Stop comparing yourself to others

Have you ever looked at facebook or Instagram and it feels like everyone is younger than you, has a better life, better behaved children etc etc? I know I have. I am a nightmare for worrying that I am not good enough and so and so from school looks much better than me now or Julie is always on holiday and I am not, I could go on and on but their lives aren’t the true depiction (apart from Julie, she is always on holiday!) I mean who would honestly put their bad shit on facebook. Take me for example, today I look awful, greasy hair, no makeup, scruffy clothes, working. Do you really think I would pop that image out on social media? Nope, but get me dressed up for a night out, with good lighting and I will be sharing those pictures willy nilly!
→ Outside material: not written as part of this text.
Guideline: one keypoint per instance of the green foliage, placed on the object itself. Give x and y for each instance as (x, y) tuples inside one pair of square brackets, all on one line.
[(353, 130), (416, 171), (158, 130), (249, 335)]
It’s like that in real life too, some people have it better and manage better and some don’t. If we endlessly compare ourselves to others then we are constantly look at what it wrong in our lives and building guilt and resentment.

Be proud of yourself

What little thing did you do today that made you feel good? What did you do that you hadn’t done before? Have you managed a drive you were worried about. Did you get the kids out to school on time? Did you remember to eat breakfast? Did you manage to get the work done you needed to?

Take a little bit of time out of your day, sit down and relax, grab a coffee, light a candle listen to music, whatever floats your boat really and then have a good old think about what YOU have achieved today or this week or whenever. Think about that moment when you made someone feel special, when you baked that cake, when you said no and stood up for yourself or whatever makes you feel proud of yourself and give yourself a pat on your back. Try focusing on the positives about yourself at least once a day and see how that feels. Because you should be proud of yourself.

Much love,

Bxx

2 thoughts on “Let’s talk about self esteem and looking after yourself

  1. Lovely post. And to add onto these great tips, I’d like to say that you should do things that are hard FOR YOU. Having done such things really does fill me up with more self-esteem for the rest of the day. Then tomorrow I do it again.

    The caveat is that the hard thing needs to be meaningful. So simply jumping off a cliff isn’t going to work if it’s not a value that matters to me.

    Anyway, thanks for this post!

    Like

    1. Thanks Stuart, I agree. This helps with anxiety too, learning to face your fears and overcome them is such a boost!